Home > Other > Ventriloquists > Page 15
Ventriloquists Page 15

by David Mathew


  The doors opened and two male students – a black boy in a wheelchair and a white boy in a perm – came out. With a slight bow and a theatrical flourish, Tommy indicated that Shyleen was free to proceed him into the soup-smelling box. Standing by the buttons, Tommy asked Shyleen, ‘Where to?’

  ‘The eighth.’

  Tommy pressed 3 and then 8.

  ‘I hope you don’t mind me saying,’ said Shyleen, ‘but we’ve had a burglary – we’ve all promised to question any visitors.’

  ‘Oh?’

  ‘If you don’t mind, of course.’

  Tommy faced her. ‘I’m a thief, is that it?’ he asked, a smirk decorating his features.

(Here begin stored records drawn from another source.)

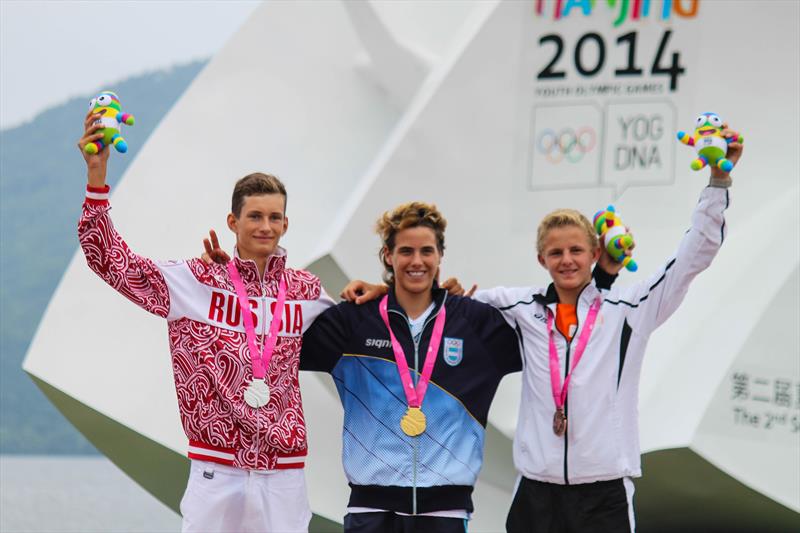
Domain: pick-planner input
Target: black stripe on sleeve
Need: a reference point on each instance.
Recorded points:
(643, 298)
(623, 348)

  ‘We’ve promised to question any visitors,’ Shyleen repeated. She hoped that she didn’t sound as nervous as she felt.

  ‘Well go on then. Question away.’

  Shyleen took a breath. ‘Do you mind telling me who you’re here to see?’ she said.

  ‘The name’s Flowers. Joseph Flowers – Joe to his friends. A little game going, see?’

  ‘A game?’

  ‘Texas Hold’em… Poker. Is that okay with the welcoming committee and the sentry box?’

  Shyleen shrugged. ‘Sure. What room does he have?’

  ‘Shouldn’t I be asking you that?’

  ‘Why?’

  ‘Because you’re a visitor too.’

  Shyleen stiffened. ‘What makes you say that?’

  Tommy smirked. ‘You’d never pass for male in a thousand years,’ he told her. ‘Block B is a male-only establishment. So perhaps you might say where you’re going. For reasons of security, like.’

  ‘To see my boyfriend.’

  ‘The name being?’

  ‘Wafiq,’ Shyleen plucked from the air.

  ‘Oh Wafiq. Like Yasser’s uncle.’

  ‘…Who’s Yasser?’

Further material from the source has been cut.